A l’orée du bois des roches vivait retranché un vieux capitaine d’armée en retraite.
Sa masure n’avait pas fière allure. Tout, des murs de mortier au toit obtus, tout en général, semblait en déroute. Mais, du promontoire, il pouvait dominer les feux du village, et les chemins, et les routes. A côté de sa cahute poussait un fusilier. A bout, l’arbre tirait pourtant quelques balles perdues dans les rangs de feuilles mortes, gigantesque charnier qui infestait son camp.
Le vieux capitaine passait ses journées à inspecter, armé d’un bon galon d’eau de vie, ses troupes de scolopendres, pour choisir lequel il allait pendre. Et quand il en trouvait un bon gros bien gras et tout crotté, il le secouait en riant jusqu’au mur des condamnés, et pour se donner du cœur à l’ouvrage, reprenait du galon.

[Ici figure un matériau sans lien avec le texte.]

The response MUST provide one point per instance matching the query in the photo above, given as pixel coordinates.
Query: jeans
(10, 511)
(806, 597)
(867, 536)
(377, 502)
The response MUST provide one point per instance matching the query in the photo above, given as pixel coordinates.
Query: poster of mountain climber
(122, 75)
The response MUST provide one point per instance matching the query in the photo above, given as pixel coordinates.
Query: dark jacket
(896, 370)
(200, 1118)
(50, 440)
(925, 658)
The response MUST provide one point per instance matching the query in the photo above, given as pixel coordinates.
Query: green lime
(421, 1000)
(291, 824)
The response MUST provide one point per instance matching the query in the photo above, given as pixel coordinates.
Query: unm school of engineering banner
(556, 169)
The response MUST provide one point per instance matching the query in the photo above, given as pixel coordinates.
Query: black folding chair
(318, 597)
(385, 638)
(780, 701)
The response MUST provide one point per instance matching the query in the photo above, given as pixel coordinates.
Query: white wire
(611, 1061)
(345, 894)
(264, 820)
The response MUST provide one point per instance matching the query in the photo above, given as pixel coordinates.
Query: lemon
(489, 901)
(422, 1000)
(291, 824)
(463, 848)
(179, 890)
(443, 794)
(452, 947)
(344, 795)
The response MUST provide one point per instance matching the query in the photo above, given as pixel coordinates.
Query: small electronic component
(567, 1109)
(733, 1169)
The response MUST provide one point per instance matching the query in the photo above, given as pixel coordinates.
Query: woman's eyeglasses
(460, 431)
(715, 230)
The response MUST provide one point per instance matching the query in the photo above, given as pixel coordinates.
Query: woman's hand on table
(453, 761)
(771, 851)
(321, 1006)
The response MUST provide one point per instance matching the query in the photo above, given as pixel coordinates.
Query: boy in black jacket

Parfois quand le temps se faisait gris et enfumé, on l’entendait jusque dans la vallée chantonner « l’amour du fossoyeur », sa ballade préférée. Mais c’est sous l’orage qu’il prenait son pied, dans la fureur du tonnerre il repartait à la guerre, hurlant « Pas de quartier ! » quand tombait un éclair.
Un soir qu’il tentait d’échapper à la débâcle du rû qui bordait son Q.G., il se vit emporter, et finit noyé. La communauté, reconnaissante, décida pour lui d’ériger un monument place du marché. Mais le jour de l’enterrement, à l’heure de la mise en terre, l’on vit arriver une armée de scolopendres en rangs serrés.
Au garde à vous, briqués de frais, les insectes en armure se mirent à défiler autour de la foule, exécutant d’un pas cadencé les manœuvres tant aimées du capitaine disparu. Puis, passant un à un devant la tombe, dernier hommage au condamné, on les vit cracher.